A: Since the 1980s, nonprofit housing agencies, including the Skid Row Housing Trust and SRO Housing Corp., have acquired and rehabilitated scores of hotels for use as low-income housing. Now there are about 8,000 residential single-room-occupancy units in the area, many of them providing supportive social services to tenants. Religion-based missions have served people on skid row for more than a century, but the 1980s saw the growth of 24-hour emergency shelters and other secular programs. The area has about 1,270 shelter beds.
The growth of the toy and electronic wholesale businesses has spawned several business improvement districts in and around skid row, which provide, among other services, bicycle security forces. One of the biggest changes downtown in recent years is the burgeoning numbers of residents in market-rate housing, usually lofts. There are about 4,000 new units and an additional 7,000 in the planning stages or under construction around the outskirts of skid row. The demand is creating competition for spaces that advocates would like to see used as low-income housing.
Q: What are the major challenges facing skid row?

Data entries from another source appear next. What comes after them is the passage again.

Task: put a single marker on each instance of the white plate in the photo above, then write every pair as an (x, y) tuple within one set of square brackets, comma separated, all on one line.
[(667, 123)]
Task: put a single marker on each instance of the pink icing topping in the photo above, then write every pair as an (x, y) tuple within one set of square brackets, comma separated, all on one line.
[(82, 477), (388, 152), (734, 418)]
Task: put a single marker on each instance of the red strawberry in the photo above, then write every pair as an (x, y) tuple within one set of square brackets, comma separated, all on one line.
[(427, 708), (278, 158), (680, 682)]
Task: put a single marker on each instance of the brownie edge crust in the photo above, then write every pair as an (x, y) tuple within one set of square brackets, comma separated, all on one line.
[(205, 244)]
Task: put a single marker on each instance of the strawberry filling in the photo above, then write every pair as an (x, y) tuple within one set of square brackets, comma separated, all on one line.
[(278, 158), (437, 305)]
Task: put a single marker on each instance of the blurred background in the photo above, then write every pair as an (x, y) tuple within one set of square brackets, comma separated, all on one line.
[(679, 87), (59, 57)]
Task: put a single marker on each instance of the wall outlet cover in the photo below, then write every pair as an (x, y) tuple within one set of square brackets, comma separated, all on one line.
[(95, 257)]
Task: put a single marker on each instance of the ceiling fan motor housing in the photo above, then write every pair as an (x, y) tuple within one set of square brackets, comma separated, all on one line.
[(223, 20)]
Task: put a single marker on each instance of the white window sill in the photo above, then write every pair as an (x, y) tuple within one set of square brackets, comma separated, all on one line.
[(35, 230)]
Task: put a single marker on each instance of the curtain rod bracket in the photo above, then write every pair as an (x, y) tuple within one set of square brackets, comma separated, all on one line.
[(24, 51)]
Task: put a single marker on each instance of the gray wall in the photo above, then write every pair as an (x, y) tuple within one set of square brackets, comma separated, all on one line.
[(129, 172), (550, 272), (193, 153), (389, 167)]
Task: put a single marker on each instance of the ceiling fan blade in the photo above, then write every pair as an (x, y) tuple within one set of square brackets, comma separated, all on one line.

A: Major issues include the sometimes-uneasy coexistence of loft dwellers and homeless people and the continued concentration of homeless services and people downtown. Service providers recount instances of suburban police officers dropping off homeless people downtown rather than providing services in their own communities. Criminals from around Los Angeles County discharged from the nearby jail frequently land in skid row. As a result, advocates charge, wretched conditions and illegal activities exist in skid row that would not be tolerated elsewhere.
City and county officials are trying to regionalize homeless services but must buck strong not-in-my-backyard sentiments in other communities.
Q: Why is it called skid row?
A: In the timber industry, "skid road" refers to a path paved with logs or tree trunks along which other logs are skidded into water for delivery to saw mills, according to Webster's. It is claimed that the term "skid row" originated in Seattle, which had a thriving lumber industry. During the Great Depression, Seattle's "Skid Road" went into decline, attracting vagrants, winos and brothels. Skid row (with "row" replacing "road") became synonymous with the part of town where vagrants and alcoholics congregate.
Seattle's Canadian neighbor, Vancouver, British Columbia, also claims that its "skid row" was the first. Not all cities use the phrase to refer to the rundown part of town. New York's equivalent was the Bowery, a street that borders Chinatown, Little Italy and the Lower East Side of Manhattan.
After World War II, the area attracted homeless people, alcoholics and flophouses. But Mitchell Netburn, executive director of the Los Angeles Homeless Services Authority and a native New Yorker, said the Bowery was far less dense than Los Angeles' skid row and never had tent encampments. The Bowery has gentrified and now includes high-rise condos.